There are instructive analogies between the history, aims and methods of comparative philology, on the one hand, and zoölogy, on the other. In both sciences the attempt is made to trace the development of the modern from the ancient, to demonstrate the common origin of things which are now widely separated and differ in all obvious characteristics, and to determine the manner in which these cumulative modifications have been effected. At the present time zoölogy is still far behind the science of language with regard to the solution of many of these kindred problems and has hardly advanced beyond the stage which called forth Voltaire’s famous sneer: “L’étymologie est une science ou les voyelles ne font rien et les consonnes fort peu de chose.” Many of the animal genealogies which have been proposed have no better foundation than the “guessing etymologies” of the eighteenth century, and for exactly the same reason. Just as the old etymologists made their derivations upon the basis of a likeness of sound and meaning in the words compared, so the modern zoölogist, in attempting to trace the relationships of animals, must proceed by balancing their similarities and differences of structure. The etymologist had no sure test for distinguishing a true derivation from a plausible but false one, and the zoölogist finds himself in the same predicament. How much weight should be allowed to a given likeness and how far it is offset by an accompanying difference, there are no certain means of determining, and we are still in search of those laws of organic change which shall render such service to zoölogy as Grimm’s law did to the study of the Indo-European languages. Doubtless, the analogy may be pushed still farther, and it may be confidently assumed that, just as sound principles of etymology were established by tracing the changes of words step by step from their modern forms to their ancient origins, so the existing animal forms must be traced back through the intermediate gradations to their distant ancestors, before the modes of organic development can be deduced from well-ascertained facts.
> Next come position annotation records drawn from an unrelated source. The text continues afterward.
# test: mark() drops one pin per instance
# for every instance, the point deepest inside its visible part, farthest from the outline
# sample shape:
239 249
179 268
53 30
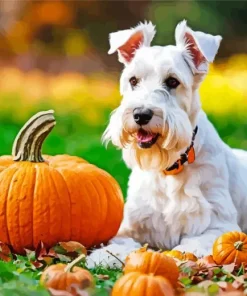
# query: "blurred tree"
79 29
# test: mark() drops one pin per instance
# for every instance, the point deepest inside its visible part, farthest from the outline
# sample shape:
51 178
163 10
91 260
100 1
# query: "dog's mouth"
146 139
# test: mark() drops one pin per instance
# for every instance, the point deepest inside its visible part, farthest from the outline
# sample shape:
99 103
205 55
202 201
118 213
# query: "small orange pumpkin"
139 284
63 277
54 198
181 256
230 247
149 262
The evolutionary problem has been attacked by the aid of several distinct methods, each of which has its particular advantages and its peculiar limitations and drawbacks. Most of the methods suffer from the fact that they deal only with the present order of things, and thus resemble the attempt to work out the derivations of languages that have no literature to register their changes.
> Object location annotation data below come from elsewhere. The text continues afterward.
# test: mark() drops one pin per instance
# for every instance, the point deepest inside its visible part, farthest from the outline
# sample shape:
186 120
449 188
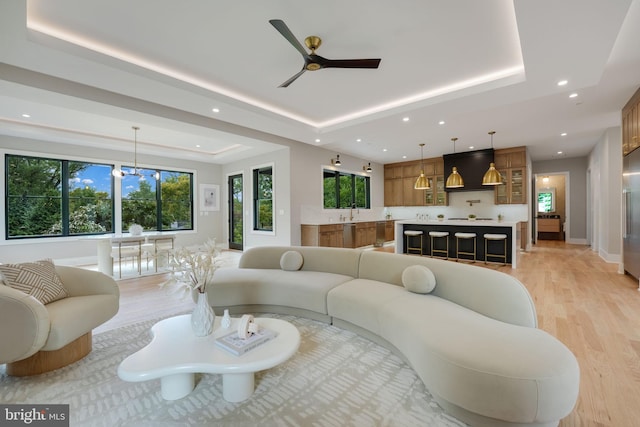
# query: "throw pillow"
418 279
38 279
291 261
(1) Of necessity, the oldest of these methods is Comparative Anatomy, which had made great advances in pre-Darwinian days. It is the indispensable foundation of the whole inquiry, for an accurate knowledge of Comparative Anatomy is absolutely necessary to the use of the other methods; in the hands of the great masters it has registered many notable triumphs in determining the mutual relationships of animal groups; but finality cannot be reached by this method, because it deals only with existing forms and possesses no sure criterion for determining the value of similarities. It is thus unable to distinguish with certainty between those resemblances which are due to inheritance from a common ancestry and those which have been independently acquired. It is a very frequent fallacy to assume that, because two allied groups, B and C, possess a certain structure, their common ancestor, A, must also have possessed it. This may or may not have been the case, and Comparative Anatomy offers no assured means of deciding between those alternatives or of confidently distinguishing primitive characters from degenerative or retrograde changes.